If you are planning a stunt or street theatre, ensure that you challenge misconceptions and stereotypes. Instead of depicting women as helpless victims or as mischievous creatures waiting (or deserving) to be “punished”, performances should show how women and girls can play an active role in ending violence, and how preventing violence can be of benefit to society as a whole.


Example: The South African organization Youth Channel Group (YCG) has used theatre to catch attention on issues of gender, domestic violence and HIV/AIDS. Its “ambush theater” approach has consisted in staging scenarios depicting domestic violence in crowded places, such as taxi ranks and train stations, so as to attract large numbers of curious onlookers who often did not realize they were watching a performance. The actors then engaged the audience in a debate on the issue. (Source: Siegfried, K., 2005. I Have to Take a Stand so That Society Can See the Change is Inevitable: Case Studies from the South African Men as Partners Network, EngenderHealth)
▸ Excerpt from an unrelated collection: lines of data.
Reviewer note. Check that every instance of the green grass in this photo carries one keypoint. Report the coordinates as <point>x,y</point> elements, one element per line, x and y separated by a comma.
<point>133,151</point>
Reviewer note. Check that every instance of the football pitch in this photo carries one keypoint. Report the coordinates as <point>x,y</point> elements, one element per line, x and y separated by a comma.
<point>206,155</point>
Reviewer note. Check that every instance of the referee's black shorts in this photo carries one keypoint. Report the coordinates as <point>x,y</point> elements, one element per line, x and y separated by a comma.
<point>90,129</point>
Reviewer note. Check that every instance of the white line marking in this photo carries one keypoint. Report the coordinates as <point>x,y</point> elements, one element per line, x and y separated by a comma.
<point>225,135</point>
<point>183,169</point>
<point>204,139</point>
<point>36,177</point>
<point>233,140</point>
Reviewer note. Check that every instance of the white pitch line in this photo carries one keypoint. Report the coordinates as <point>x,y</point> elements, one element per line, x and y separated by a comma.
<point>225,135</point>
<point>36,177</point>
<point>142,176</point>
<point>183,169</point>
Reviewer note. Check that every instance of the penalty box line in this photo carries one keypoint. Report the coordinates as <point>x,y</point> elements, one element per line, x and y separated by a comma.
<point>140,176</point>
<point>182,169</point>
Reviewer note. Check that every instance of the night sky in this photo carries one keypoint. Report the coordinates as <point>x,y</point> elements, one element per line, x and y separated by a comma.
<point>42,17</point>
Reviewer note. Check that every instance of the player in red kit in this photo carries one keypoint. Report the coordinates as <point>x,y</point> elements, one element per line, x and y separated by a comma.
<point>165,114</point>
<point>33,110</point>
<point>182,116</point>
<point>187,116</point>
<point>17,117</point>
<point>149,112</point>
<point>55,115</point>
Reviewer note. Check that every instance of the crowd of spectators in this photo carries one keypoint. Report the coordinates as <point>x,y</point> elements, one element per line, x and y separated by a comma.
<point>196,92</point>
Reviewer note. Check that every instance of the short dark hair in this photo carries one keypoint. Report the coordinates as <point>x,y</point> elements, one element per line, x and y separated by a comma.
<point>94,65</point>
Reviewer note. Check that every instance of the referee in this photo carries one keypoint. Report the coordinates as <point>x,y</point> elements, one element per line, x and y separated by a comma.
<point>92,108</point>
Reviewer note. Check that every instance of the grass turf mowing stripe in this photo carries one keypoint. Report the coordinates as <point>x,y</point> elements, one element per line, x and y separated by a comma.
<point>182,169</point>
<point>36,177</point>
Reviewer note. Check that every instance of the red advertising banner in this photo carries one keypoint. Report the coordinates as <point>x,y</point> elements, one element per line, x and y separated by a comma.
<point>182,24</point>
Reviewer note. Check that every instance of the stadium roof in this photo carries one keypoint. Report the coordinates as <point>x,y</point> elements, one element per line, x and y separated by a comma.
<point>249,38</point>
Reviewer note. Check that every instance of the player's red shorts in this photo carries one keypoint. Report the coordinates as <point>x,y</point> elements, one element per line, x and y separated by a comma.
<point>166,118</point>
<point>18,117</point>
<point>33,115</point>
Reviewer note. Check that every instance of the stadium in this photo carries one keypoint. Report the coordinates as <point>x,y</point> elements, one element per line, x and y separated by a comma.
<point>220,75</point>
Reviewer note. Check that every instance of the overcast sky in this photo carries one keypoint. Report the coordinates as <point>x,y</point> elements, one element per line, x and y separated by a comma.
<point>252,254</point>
Golden Rules for stunts and street theatre

  • Identify your audience, your purpose and your message. Are you introducing a topic to strangers, or boosting the morale of supporters? Where do you need to go, and when, to attract the attention of your audience?  
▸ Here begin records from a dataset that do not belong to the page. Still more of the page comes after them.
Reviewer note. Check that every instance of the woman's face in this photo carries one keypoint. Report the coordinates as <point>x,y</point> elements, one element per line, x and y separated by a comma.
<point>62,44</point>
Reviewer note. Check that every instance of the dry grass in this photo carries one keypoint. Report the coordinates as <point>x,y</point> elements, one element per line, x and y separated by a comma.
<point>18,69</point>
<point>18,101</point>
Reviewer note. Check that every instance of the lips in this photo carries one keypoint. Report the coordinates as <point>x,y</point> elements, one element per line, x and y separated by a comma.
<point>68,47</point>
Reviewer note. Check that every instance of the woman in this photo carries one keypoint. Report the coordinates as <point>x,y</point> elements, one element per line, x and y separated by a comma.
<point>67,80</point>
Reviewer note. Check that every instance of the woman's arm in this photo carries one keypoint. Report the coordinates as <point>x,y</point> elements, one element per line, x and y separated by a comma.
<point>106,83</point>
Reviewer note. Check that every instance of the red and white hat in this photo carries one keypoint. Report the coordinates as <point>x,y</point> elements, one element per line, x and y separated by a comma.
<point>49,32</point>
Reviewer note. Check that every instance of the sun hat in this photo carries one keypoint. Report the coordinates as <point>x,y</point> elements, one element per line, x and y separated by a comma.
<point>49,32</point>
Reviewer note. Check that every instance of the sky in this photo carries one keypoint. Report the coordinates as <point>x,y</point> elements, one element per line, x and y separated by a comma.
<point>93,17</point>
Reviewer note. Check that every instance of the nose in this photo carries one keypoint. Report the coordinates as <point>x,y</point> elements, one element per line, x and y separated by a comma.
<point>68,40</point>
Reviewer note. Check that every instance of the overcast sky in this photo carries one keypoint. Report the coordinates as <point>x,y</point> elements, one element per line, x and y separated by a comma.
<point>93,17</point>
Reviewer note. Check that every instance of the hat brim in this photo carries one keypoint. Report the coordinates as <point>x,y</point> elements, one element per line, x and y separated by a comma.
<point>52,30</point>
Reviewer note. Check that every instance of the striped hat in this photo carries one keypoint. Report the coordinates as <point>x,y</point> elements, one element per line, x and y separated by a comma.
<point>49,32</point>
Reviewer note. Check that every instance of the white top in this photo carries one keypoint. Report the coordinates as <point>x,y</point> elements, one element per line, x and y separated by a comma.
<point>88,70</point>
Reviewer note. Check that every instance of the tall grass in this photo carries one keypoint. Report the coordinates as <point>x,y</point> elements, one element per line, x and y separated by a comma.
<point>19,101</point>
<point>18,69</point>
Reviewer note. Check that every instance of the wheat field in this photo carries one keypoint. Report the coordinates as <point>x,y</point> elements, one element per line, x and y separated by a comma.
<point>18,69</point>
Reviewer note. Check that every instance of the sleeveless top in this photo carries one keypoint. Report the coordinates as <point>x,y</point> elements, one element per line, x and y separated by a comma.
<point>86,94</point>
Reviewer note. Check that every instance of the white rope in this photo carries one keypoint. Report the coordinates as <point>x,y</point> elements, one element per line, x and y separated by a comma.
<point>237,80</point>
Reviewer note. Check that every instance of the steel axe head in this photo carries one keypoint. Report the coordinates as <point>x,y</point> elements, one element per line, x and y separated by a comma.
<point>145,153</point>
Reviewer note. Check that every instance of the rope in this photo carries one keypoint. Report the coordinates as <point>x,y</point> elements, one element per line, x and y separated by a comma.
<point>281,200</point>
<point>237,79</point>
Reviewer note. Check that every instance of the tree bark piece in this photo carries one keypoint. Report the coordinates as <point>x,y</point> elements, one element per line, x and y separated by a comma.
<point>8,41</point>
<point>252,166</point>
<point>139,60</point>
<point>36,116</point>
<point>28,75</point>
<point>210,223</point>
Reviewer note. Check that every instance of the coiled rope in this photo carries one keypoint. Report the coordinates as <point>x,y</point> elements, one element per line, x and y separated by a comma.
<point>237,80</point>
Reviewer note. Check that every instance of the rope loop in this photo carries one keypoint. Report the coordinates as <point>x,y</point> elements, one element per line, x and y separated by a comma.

  • Prepare a simple script that summarizes the key moments of the play, and then find the best ways to express your message while you’re rehearsing.
  • Rehearse enough to be confident, but not so much that you get bored. Pre-test: show the sketch or short play to people who do not know your campaign and ask them for feed-back. You do not have to be brilliant actors – the best way to convince people is to enjoy what you’re doing.
  • Do not rely on technical effects - even one person switching a tape on/off at the right moment can make a mistake and spoil the show.
  • Keep props simple, but colorful to attract attention. A plain wooden chair can be used to stand on, to hide behind, to shout at, or even play a role as a ‘silent character’.
  • Humor beats horror on the street – a good-humored sketch will draw a friendly audience, while graphic representations of violence can backfire. If you poke fun at someone, deride the perpetrators of violence – not the survivors!
  • Inform the press, other media and supporters well ahead of time and hope for good weather.